If you only feed your herbivorous fish once every 2 or 3 days, it is not the way most fish eat in the wild, which is what we should try to duplicate as closely as possible. In my experience, feeding twice per day, only what is consumed in about 3-5 minutes has been the best. This gives the fish what they need to remain healthy and at the same time doesn't create any maintenance problems in the future, such as more water changes to reduce nitrate created from uneaten food left on the bottom of the aquarium.

Carnivores, on the other hand, are a different thing. Eels are an excellent example. They will go for days without eating, then suddenly feed voraciously for a couple of minutes. It has been my experience that if you have a mix of carnivores, omnivores, and herbivores in your tank, they will all find and eat what they need if you feed a variety of food twice per day.

What Food to Feed

If you examine the contents of the commercially available saltwater fish foods, you will find that there are three basic formulas: those containing mostly algae, those containing mostly seafood such as shrimp, krill, mussels, squid and various fish, and those that contains a combination of the first two. There are also a number of frozen fares available which are excellent sources of protein.

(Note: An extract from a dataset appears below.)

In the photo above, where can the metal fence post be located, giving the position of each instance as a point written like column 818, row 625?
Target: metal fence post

We have found that most herbivores will consume flake or pelleted food made with algae and other ingredients. Dried Nori algae sheets are also available to use to feed herbivores. Herbivores will also pick at many of the frozen fish foods, such as Mysis and brine shrimp.

Some carnivorous fish will eat meat based flakes and pellets, but others might only eat real meats, such as brine shrimp or chopped fish and krill. Live food such as ghost shrimp, guppies or mollies are also fed to some predatory species of fish. We have also found that new arrivals to an aquarium pick up on eating prepared foods as they see other fish eating it.Most fish species will learn to eat prepared fish food.